PopSci gets a smackdown.........AWWWWWWW
Who, Where, What, How, Why. Where's the why?
I think what would be really cool is creating a visible laser spot on the moon surface that people all over the world can see at night!
I wonder how powerful a red or green laser must be to do that?
A visible laser spot on the moon would be awesome!
But, then some of the people in the under developed parts of the world might see it, take is a bad omen, and then start sacrificing all the chickens and virgins in their immediate vicinity.
It could be an inspiration to at least some kids over there also hopefully. :-)
fb36, i can picture the marketing folks at many large corporations crunching the numbers now to see how much a giant golden M laser would cost :)
buck, yellow lasers? Now you're just talking silly.
"Let me just do a simple math here. The LRO does 3600mph i.e 1 mile per second. During this time the Goddard laser can send 28 of such laser beams. Considering 12 mile range when it hits the LRO, the effective span of the laser in 1 second is 28 times 12 miles which is 336 miles.

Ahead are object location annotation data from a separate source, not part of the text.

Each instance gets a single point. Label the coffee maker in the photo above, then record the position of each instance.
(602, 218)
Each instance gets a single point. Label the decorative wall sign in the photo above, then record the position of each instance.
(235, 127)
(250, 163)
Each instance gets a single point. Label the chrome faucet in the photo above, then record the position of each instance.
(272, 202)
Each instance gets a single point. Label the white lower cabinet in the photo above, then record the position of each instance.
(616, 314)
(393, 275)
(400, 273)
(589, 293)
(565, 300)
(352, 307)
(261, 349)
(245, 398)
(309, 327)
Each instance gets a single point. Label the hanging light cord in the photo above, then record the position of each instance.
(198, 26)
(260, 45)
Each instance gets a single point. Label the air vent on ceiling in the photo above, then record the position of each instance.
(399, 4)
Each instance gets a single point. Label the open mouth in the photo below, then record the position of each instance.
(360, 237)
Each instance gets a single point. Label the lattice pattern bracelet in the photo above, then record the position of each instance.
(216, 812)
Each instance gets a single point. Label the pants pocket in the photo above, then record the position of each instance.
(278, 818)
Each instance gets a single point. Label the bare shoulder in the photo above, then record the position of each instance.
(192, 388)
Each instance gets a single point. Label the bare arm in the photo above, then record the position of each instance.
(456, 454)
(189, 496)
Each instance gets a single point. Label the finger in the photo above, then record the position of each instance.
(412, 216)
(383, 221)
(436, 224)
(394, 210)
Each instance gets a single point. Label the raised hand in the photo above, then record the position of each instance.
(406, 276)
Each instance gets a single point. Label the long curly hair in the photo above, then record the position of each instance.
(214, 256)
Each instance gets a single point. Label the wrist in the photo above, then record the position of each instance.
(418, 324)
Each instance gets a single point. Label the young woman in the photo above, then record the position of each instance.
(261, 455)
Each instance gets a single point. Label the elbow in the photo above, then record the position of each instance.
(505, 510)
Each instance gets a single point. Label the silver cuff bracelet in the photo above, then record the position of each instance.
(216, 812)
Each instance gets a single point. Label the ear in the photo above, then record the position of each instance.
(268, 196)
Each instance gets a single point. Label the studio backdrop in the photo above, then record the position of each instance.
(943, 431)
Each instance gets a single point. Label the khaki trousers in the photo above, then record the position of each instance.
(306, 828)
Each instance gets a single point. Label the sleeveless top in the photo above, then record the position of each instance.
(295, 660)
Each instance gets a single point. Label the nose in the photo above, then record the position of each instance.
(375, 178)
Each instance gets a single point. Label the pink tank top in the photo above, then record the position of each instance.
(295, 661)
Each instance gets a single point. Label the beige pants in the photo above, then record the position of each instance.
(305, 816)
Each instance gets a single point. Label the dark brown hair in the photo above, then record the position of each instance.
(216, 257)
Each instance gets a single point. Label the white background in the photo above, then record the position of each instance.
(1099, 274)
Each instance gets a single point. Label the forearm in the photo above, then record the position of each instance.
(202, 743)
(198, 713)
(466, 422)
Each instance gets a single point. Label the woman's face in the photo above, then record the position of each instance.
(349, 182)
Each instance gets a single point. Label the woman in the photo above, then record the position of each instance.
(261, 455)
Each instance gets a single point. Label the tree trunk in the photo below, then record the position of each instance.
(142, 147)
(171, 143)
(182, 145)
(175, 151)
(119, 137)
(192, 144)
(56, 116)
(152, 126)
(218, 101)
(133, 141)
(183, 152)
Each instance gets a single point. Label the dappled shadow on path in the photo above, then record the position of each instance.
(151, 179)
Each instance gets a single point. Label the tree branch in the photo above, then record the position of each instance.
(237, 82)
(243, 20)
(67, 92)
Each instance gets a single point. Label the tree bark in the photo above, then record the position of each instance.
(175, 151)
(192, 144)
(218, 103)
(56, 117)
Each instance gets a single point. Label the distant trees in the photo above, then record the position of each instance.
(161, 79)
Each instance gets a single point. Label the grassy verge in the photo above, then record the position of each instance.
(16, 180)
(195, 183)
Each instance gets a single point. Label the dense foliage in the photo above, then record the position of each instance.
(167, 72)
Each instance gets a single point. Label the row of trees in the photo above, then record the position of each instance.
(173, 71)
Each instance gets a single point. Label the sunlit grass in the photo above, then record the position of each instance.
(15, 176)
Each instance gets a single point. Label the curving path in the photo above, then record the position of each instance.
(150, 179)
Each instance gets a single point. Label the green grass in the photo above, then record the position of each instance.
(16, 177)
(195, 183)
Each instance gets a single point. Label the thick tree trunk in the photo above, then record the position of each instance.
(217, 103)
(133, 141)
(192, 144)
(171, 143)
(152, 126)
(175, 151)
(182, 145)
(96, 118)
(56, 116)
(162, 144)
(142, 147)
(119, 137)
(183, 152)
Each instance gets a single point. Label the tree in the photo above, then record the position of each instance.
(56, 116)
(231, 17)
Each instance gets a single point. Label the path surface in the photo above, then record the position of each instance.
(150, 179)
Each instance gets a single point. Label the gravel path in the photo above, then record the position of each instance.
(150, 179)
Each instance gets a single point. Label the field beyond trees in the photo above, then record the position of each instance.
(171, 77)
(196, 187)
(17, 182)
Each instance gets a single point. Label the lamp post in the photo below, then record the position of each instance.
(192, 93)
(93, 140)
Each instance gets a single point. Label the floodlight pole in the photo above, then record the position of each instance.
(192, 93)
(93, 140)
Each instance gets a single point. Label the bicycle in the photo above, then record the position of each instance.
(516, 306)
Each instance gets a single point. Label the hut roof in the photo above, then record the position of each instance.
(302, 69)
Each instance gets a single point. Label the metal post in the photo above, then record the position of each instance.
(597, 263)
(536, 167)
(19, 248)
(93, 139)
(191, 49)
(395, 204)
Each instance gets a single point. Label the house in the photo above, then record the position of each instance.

So where the LRO covers 1 mile in a second, we have already covered a wide range of 336 miles in the same time. So this not seem impressive or highly accurate in finding its target."
I think this is an accomplishment worth writing about, just look at the difference in the margin of error comparing microwave based tracking to laser, 4 inches to 65 feet. That is huge!
The comment of 336 miles is pointless,the LRO moves only one mile per second. The range covered in one second could be up to ~23.9999 miles not 336 miles.
Just wondering where NASA will go with this technolgy???Planetary communication??
I am sure the tracking works similar the global position system, where they are measuring how long it takes for a time coded light pulse to make it to the LRO from earth. A very small number, much smaller then 1/28 of a second, at the speed of light. So the accuracy is is more dependent on the response time of the receiver, accuracy of the time pieces. After that it is just minor rocket science to calculate the position on an object in orbit, if you know accurately where it was 1/28 th of a second ago.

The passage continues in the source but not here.